Mr Parnell said he recently sold his home in Perth and relocated permanently to Northam.
"I was born in Perth but spent much of my childhood during the school holidays in Northam, Cunderdin and Quairading," he said.
Mr Parnell said the challenges farmers were facing between Katanning and Northam were very similar but what they were mainly looking for was "service, back up support and a quality product".
"There's a younger generation of farmers coming through that are not brand loyal - they are business savvy," he said.
"They want to know 'what difference is this machine going to make to my farm and business?'
"There's also a lot more information out there available on the internet and they can look at different options that will suit their needs."
Mr Parnell said CLAAS tractors had an open steering interface which meant they could steer with all GPS systems on the market which was a massive attraction.
"Working for CLAAS Harvest Centre has been fantastic - it is a great business to work for," Mr Parnell said.
"The brand is growing in the market, particularly around tractors, and it's an exciting time to be involved in the business."
Mr Phipps joined the CLAAS Harvest Centre team in October 2020 and divides his time between the Northam and Geraldton branches.
Originally from the West Country in the United Kingdom, he arrived in Australia in 2011 and went to work in the construction and mining equipment industry as a FI-FO worker and was Perth-based.
He was attracted to the CLAAS brand in order to get back to his agricultural roots.
"I came from a farming background in the United Kingdom," Mr Phipps said.

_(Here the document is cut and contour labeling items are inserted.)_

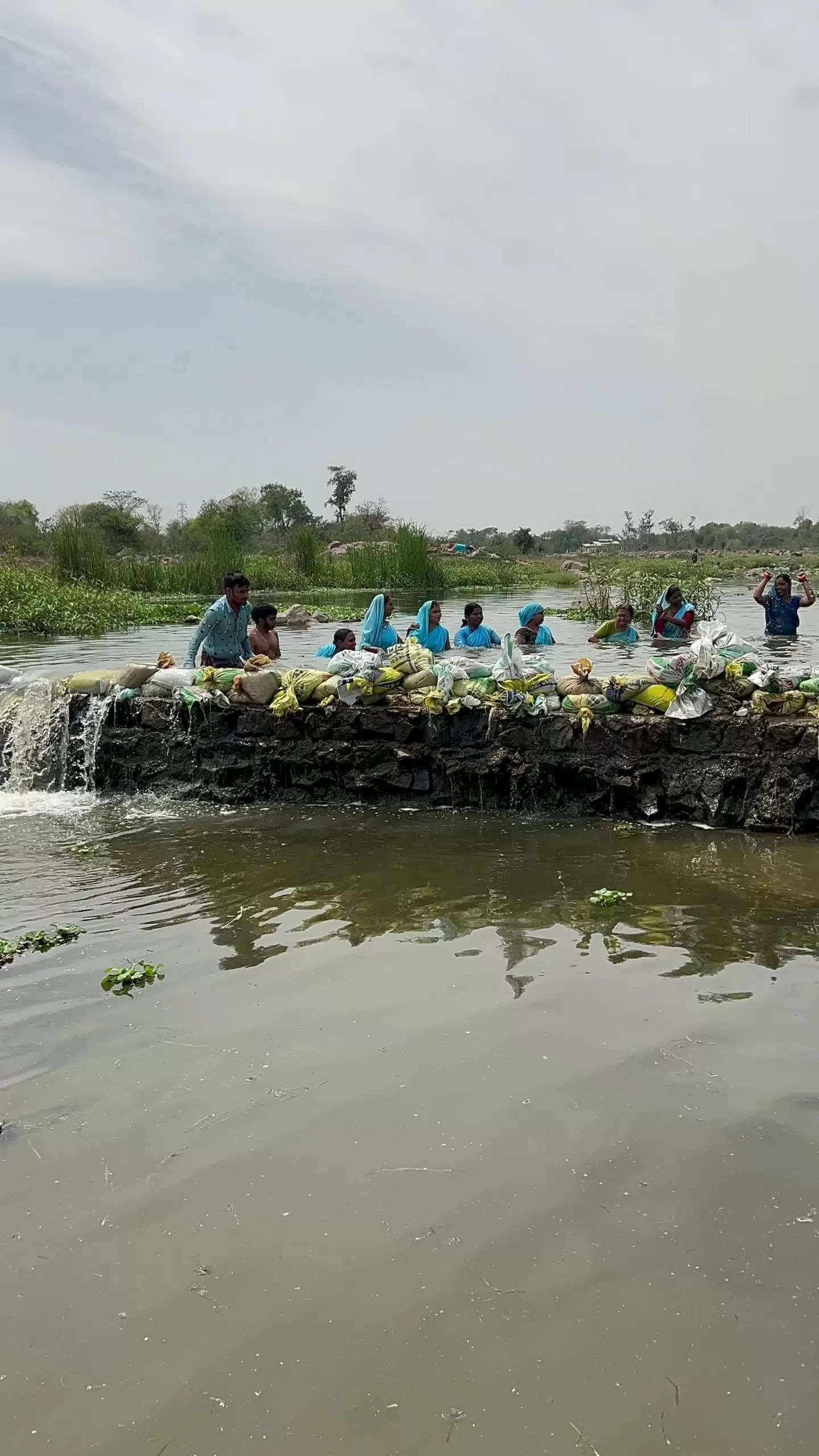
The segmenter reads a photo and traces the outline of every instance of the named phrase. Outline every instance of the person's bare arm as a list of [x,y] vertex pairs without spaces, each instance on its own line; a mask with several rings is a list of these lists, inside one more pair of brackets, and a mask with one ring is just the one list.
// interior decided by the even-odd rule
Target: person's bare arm
[[764,606],[765,587],[768,585],[769,579],[771,579],[771,572],[767,571],[759,585],[753,588],[753,600],[758,601],[759,606]]

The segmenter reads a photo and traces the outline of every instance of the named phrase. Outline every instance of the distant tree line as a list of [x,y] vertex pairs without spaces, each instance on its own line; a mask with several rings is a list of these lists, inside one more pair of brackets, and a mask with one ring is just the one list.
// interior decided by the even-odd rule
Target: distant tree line
[[[278,480],[262,486],[243,486],[230,495],[203,501],[198,513],[188,518],[163,520],[160,505],[136,491],[106,491],[101,501],[68,505],[50,520],[41,520],[31,501],[0,501],[0,553],[41,556],[48,553],[48,537],[55,523],[71,520],[85,526],[112,555],[179,556],[207,550],[214,537],[232,540],[238,550],[277,550],[287,545],[290,533],[310,527],[325,542],[354,542],[391,539],[395,523],[386,501],[363,499],[353,508],[357,472],[348,466],[328,466],[326,480],[332,518],[316,514],[303,492]],[[600,542],[605,549],[640,552],[694,550],[819,550],[819,521],[800,510],[791,526],[765,526],[758,521],[705,521],[697,526],[691,515],[683,524],[673,517],[654,521],[654,511],[635,515],[624,513],[619,531],[584,520],[567,520],[551,531],[533,531],[529,526],[501,531],[497,526],[479,530],[461,527],[442,540],[458,540],[481,546],[497,556],[573,556],[589,542]]]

"It was more livestock farming orientated with sheep and beef.
"It is a much larger scale in WA, very different.
"But it's really exciting to get stuck into something new and a different scope of work.
"It's good to get out and meet new customers and work with them and be part of their success."
Mr Phipps said the attraction and most important part of his job was to provide "good customer service and the right back up that they expect".
"Our success rides on the back of their success," he said.
"It's good to be able to help achieve their goals and ensure that there is a brand that they can trust in the future.
"We are one of the smaller players in the market but we hope to change that."
Mr Phipps said his role as the service manager was being the "go between, between the technicians and the customer".
Being the messenger, and especially from the UK, he can end up copping the brunt of Aussie humour.
But with The Ashes cricket clash between Australia and England looming, he was hoping to get some of his own back.
While Mr Phipps' work involves a lot of travel, one of his roles was to oversee and conduct post harvest inspections, repairs and give advice to customers in regards to preventative maintenance.
"While seeding is underway it won't be long before we are through that and heading towards harvest so our customers need to be aware that they have their machines ready for when they are needed," he said.
"They need to be prepped for hay making and grain harvest and we are working to prepare them for that busy time.
"That takes place from August through to Christmas - so it's a busy time of the year."